[Phy 405/905 Home Page] [ Lecturer ]

3. Pointers - Part 2

We continue our discussion of pointers, showing their use in array manipulation, and take several detours along the way to discuss internal/external linkage, the keyword static, and other useful things.


Pointers used to access arrays

A very important use of pointers is in efficient manipulation of arrays. First, some basics of the low-level arrays provided in C++.

One-dimensional arrays are defined as in:

int q[20];
int a[] = {3,4,1}; // size of a[] is implicitly given by initializer
int c[10] = {3};
I've included examples with and without initialization. Some details:

const

The size of the array, if given between the []'s, must be a positive integer constant expression and defined at compile-time - as opposed to "dynamically-allocated", run-time arrays, see new() below. (Note: the GNU compiler includes an extension to allow for variable array size declaration - this is a feature which is not portable, and is not standard C++). Rather than using an integer literal, I'd recommend use of a const value for array size declaration:
void some_func(int q_things)
{
double bad_array[q_things]; // ****illegal! **** use new() instead

int bad_size = 20; // bad_size is in principle not a constant expression
double still_bad[bad_size]; // **** still illegal! ****

double ok_array[20]; // legal, but 20's a "magic number"
const int bufsize = 20;
double good[bufsize]; }
The const qualifier means that the object bufsize may not be changed - its value , defined at compile-time, is guaranteed to remain unchanged, in contrast to our attempt to specify at run-time the size of still_bad[] - although bad_size's value is known at compile-time, in principle its value could change before the statement defining still_bad[]. The const qualifier is useful in many other circumstances, and in contrast to the parameter in Fortran, a const object's constness is made explicit at the point of declaration.

Initializers

The array size may be omitted if the definition includes initialization, in which case the size is calculated. Initializers are given in braces {}. If the array size has been given explicitly and there are fewer initializers than elements, the remaining elements are initialized to zero. It is an error to have more initializers than elements (which is different from plain C, where this is allowed).
double x[1] = {3,4,5}; // **error*** too many initializers
int id_list[] = {1,2,3,4,5}; // same as int id_list[5] = {1,2,3,4,5};
double x[10000] = {1}; // *only* sets first element to 1, rest to 0.0!

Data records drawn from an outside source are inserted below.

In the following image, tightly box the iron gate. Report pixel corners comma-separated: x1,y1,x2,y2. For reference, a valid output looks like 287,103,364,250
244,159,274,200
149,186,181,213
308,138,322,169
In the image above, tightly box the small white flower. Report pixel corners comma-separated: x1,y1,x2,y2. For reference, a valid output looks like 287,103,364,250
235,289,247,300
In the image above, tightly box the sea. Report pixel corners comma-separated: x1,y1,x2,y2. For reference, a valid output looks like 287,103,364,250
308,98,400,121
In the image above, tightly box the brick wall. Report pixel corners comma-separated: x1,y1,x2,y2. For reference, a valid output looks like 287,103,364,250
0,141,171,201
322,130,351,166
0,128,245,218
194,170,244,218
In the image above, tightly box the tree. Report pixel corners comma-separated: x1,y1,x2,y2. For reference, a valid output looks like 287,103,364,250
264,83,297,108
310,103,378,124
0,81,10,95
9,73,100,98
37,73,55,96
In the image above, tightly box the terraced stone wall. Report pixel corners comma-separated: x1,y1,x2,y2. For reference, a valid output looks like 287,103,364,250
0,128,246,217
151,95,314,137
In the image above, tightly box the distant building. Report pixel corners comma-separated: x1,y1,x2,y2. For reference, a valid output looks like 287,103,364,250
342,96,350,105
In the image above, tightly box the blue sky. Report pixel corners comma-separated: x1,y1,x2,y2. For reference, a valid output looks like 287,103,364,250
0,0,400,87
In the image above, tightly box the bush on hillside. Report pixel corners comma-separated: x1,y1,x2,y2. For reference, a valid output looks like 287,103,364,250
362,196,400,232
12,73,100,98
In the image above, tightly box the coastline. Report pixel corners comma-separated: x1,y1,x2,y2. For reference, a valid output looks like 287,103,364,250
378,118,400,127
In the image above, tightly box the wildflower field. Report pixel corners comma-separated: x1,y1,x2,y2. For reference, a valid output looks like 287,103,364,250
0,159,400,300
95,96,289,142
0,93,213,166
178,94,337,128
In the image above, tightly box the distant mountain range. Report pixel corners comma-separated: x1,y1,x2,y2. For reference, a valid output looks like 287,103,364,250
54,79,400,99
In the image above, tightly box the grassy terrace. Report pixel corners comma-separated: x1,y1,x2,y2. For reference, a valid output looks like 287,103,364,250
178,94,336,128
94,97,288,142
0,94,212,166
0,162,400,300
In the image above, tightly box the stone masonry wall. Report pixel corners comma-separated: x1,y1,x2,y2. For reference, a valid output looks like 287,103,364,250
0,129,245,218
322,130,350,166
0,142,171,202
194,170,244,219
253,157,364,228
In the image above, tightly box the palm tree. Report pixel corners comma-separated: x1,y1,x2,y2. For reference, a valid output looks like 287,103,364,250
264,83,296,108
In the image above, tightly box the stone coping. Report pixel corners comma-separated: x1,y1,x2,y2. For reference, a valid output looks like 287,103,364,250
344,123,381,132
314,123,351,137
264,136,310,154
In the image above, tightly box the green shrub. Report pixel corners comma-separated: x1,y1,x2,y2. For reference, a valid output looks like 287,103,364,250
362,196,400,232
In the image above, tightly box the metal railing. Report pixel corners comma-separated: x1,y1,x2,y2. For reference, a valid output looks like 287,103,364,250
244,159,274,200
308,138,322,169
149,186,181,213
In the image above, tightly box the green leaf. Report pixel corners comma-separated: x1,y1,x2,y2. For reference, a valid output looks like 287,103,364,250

There is default zero initialization of some types of arrays. The two kinds of declarations we know of so far - file scope (global) variables declared outside of all blocks, and local variables declared within a block (including the block defining a function) - differ in this respect. Locally defined arrays are not initialized by default, while externally defined arrays are. Arrays that are externally declared, but not defined, are not initialized at all.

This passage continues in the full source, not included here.